6曲入りEP『Welcome My Friend』をリリースし、デビュー11年目の新たなる第一歩を踏み出したOKAMOTO’S。今年3月から本格的にレコーディングを始めたものの緊急事態宣言で一時中断、6月にレコーディングを再開し仕上げたという。ショウいわく「家で音楽は作れるけれど、この曲は最高だねとか、これはちょっと気分じゃないねとか、そういったことは、やっぱり実際に会って体感して思うことだし、4人の空気感を含めて作っていくもの。自粛明けに久々にみんなで会ったときにホント実感したんです。僕らはバンドを体感しながらやってるんだなって。それが僕ららしいやり方だなって」。というわけで、『Welcome My Friend』ができあがるまでの話を4人に聞いてみた。

OKAMOTO'S

11年目の新たなる第一歩。

—— 今回のEPの「はじまり」から聞かせてください。
コウキ 以前、『BL-EP』(2016年12月発売の6曲入りEP)を出したときもそうだったんですが、新しい実験をするのにEPってちょうどいいサイズなんです。しかも今回は、デビュー10年の区切りを過ぎて(5月26日がデビュー記念日)、これからどんな一歩を踏み出そうかなというとき。自分たちの新たな試みも含め、11年目のはじまりにふさわしいかなって。
ショウ まずは、「History」からレコーディングを始めたんです。EPの6曲目。
コウキ そうだったね。
レイジ でもさ、「History」が上がったのって、1年以上前じゃなかった?
コウキ 2019年の夏前にはもうあった。その後、映画(黒木瞳監督『十二単衣を着た悪魔』。11月公開予定)の主題歌を作ってくださいという話がきて。曲のストックがいっぱいあるので、映画の内容に合いそうだなということで、この曲を選んだんです。
—— ストックがいっぱいあるというのは、どれくらいですか?
ショウ 30曲ちょいぐらいですね。
—— 30曲! それは『BOY』(8枚目のアルバム。2019年1月発売)後に作り始めて?
コウキ 後ですね。「Dance To Moonlight」(今年4月発売のベストアルバム『10’S BEST』収録の新曲)もその中の1曲。
ショウ 『HELLO WORLD』(2019年公開のアニメ映画。主題歌とともに劇伴も担当)のときもそうだった。ストックの中の1曲。
コウキ とにかく、誰かのためとか何かのためとかではなく作るからどんどん曲もできていって。それが結構楽しいというのもあったんです。
—— 完全に、自分たちのためだけの曲作り、ということですね。
ショウ それまでは、こういったタイアップ曲は、クライアントが要求するものに歩み寄って作っていた部分があって。もちろん自分たちの曲として自信を持てる曲ではあるけれど、期待に応えなくちゃいけないという思いも強かったというか。
コウキ 若かったしね(笑)。
ショウ でも今回は、そういったこととはまったく関係なく、締め切りもなく、コウキと僕と2人で曲を書くという作業をずっと続けている中でできあがった。何に縛られることなく、自由気ままに、書きたい曲を書き、作りたい曲を作る、その結果、たまたま映画の雰囲気やテーマにも合っていたから主題歌になった、そういう感じ。だから、結果としてタイアップ曲ではあるけれど、それは、いまの僕らの気分を表現しているものであって。イコールで結ばれているんです。そういうのってデビュー以来初めてかも。10年目にしてようやく(笑)。
レイジ しかも、客観的に聴いても、どれもクオリティの高いデモがそろってた。結構驚きましたね。「できたよ」って30曲がポンと送られてきたときは。
—— え、突然送られてくるんですか? その前段階とかもなしに?
レイジ ないです。スケッチみたいなノリの曲は1曲もなかった。歌詞もほぼフル尺でできていたし。え、これもう完璧じゃん、じゃあ、ここからどの曲入れる? って。選択しかしてないもん、オレとハマくんは。
ハマ 僕ら演奏さえしなくてもいいんじゃないのってぐらい(笑)。ホント、いい曲ばっかりそろいましたよね。
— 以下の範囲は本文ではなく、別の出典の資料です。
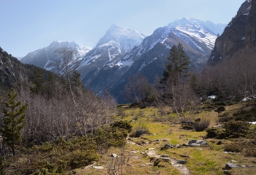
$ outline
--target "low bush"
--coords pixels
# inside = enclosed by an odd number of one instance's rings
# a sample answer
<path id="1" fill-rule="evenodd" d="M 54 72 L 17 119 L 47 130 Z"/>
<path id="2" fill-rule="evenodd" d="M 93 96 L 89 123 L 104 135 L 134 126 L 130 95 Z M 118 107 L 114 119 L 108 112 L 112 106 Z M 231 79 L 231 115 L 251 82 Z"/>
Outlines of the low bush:
<path id="1" fill-rule="evenodd" d="M 225 139 L 225 132 L 224 132 L 224 129 L 222 128 L 208 128 L 206 130 L 206 138 L 209 138 L 209 139 L 213 139 L 213 138 L 216 138 L 216 139 Z"/>
<path id="2" fill-rule="evenodd" d="M 256 157 L 256 141 L 240 141 L 230 144 L 227 144 L 224 146 L 224 151 L 241 152 L 244 156 Z"/>
<path id="3" fill-rule="evenodd" d="M 80 168 L 89 164 L 93 161 L 97 161 L 99 158 L 99 155 L 96 150 L 81 151 L 76 150 L 69 155 L 69 166 L 72 168 Z"/>
<path id="4" fill-rule="evenodd" d="M 238 138 L 245 136 L 247 134 L 249 123 L 244 121 L 230 121 L 224 123 L 223 128 L 225 129 L 226 136 L 230 138 Z"/>
<path id="5" fill-rule="evenodd" d="M 127 121 L 122 121 L 122 120 L 115 122 L 110 124 L 110 126 L 113 128 L 118 128 L 124 129 L 128 133 L 131 132 L 132 129 L 132 126 L 131 125 L 130 123 L 129 123 Z"/>
<path id="6" fill-rule="evenodd" d="M 195 131 L 203 131 L 208 128 L 210 125 L 210 120 L 206 119 L 203 119 L 200 122 L 196 122 L 193 123 L 193 128 Z"/>
<path id="7" fill-rule="evenodd" d="M 135 127 L 133 131 L 130 133 L 132 137 L 139 137 L 143 134 L 150 134 L 148 129 L 146 125 L 143 123 L 139 123 L 137 126 Z"/>

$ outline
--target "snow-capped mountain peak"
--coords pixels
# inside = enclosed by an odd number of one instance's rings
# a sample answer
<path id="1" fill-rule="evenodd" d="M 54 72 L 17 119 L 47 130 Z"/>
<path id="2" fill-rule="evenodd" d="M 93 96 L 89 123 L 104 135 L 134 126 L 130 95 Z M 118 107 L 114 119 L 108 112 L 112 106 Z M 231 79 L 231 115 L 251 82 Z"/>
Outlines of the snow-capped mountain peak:
<path id="1" fill-rule="evenodd" d="M 177 19 L 173 23 L 168 23 L 167 26 L 173 28 L 177 28 L 178 26 L 197 26 L 203 28 L 205 30 L 211 31 L 211 32 L 213 32 L 217 35 L 218 34 L 222 34 L 226 24 L 215 24 L 209 20 L 203 21 L 193 18 L 183 18 Z"/>
<path id="2" fill-rule="evenodd" d="M 126 52 L 130 51 L 135 46 L 139 45 L 146 36 L 139 32 L 124 27 L 112 25 L 105 35 L 100 39 L 96 47 L 114 41 L 118 43 Z"/>
<path id="3" fill-rule="evenodd" d="M 46 70 L 61 74 L 59 72 L 60 70 L 58 70 L 57 68 L 57 62 L 59 63 L 59 61 L 56 57 L 56 50 L 63 47 L 70 48 L 72 50 L 72 63 L 81 59 L 86 52 L 91 50 L 91 47 L 80 46 L 72 41 L 53 41 L 46 47 L 28 53 L 20 59 L 20 61 L 24 63 L 34 64 Z"/>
「History」は人類の歴史であり僕らの歴史でもある。

—— では、制作順にいきましょうか。じゃあ、まず、「History」を映画の主題歌用に仕上げた、ということですね。
ショウ そうです。映画に合った曲を選んで歌詞を新たに書き下ろして。でも、詞ももともとつけていたものを生かしているので、半分書き下ろしという感じですね。とにかく、映画が歴史ものだし、僕らも10周年だし、自分たちのいままでのことを振り返ればシンクロするかなって。初の武道館(2019年6月27日)が終わった後に書いたので、自分がそこから見た景色のことなんかも思い出しながら。人類の長い歴史の中に、僕らの歴史もある、続いていくよね、これからもって。
—— つまり、「History」はOKAMOTO’SのHistoryでもある。冒頭の歌詞「Seems long but short time, what have I done? did i do anything I really wanted to(長いようで短かった、現在まで自分はなにを成し遂げただろう?)/Have I tolden what I should and have I hidden all the rude, have I really existed here(伝えたいことはちゃんと伝えられたか?失礼なことは全部隠し通せたか?自分はほんとにここに存在していたのだろうか)」もそれを物語っていますよね。
ショウ タイアップワークでいちばん気をつけるのは、自分たちとのつながりで。映画のテーマ曲になるわけだから、作品の世界観とはもちろんシンクロしたい。でも、自分が経験したことのないことは歌いたくない。そこはウソにならないようにしたいんです。そうすれば、バンド自身のための曲になるし、曲自体の強度もあがる。それで、映画とオレたちはどんな部分でシンクロできるだろうかと探して。
コウキ 映画は、タイムスリップものなんです。現代に生きる主人公がタイムスリップして平安時代に行くっていう。
ショウ それで、主人公が旅する感じと僕らのバンドマンとしての旅と、マッチする部分もあるかなって。そんなところで書きましたね。
—— ちなみにショウさんは、詞を書くときに、英語と日本語の配分は考えたりするんですか? 
ショウ 考えるし、考えないし。わりと感覚的です。今回、Aメロのところはグライムっぽいラップを意識してみたんですが、僕の英語、全然イギリス訛りじゃないんで結局グライム感が出ませんでしたけど(笑)。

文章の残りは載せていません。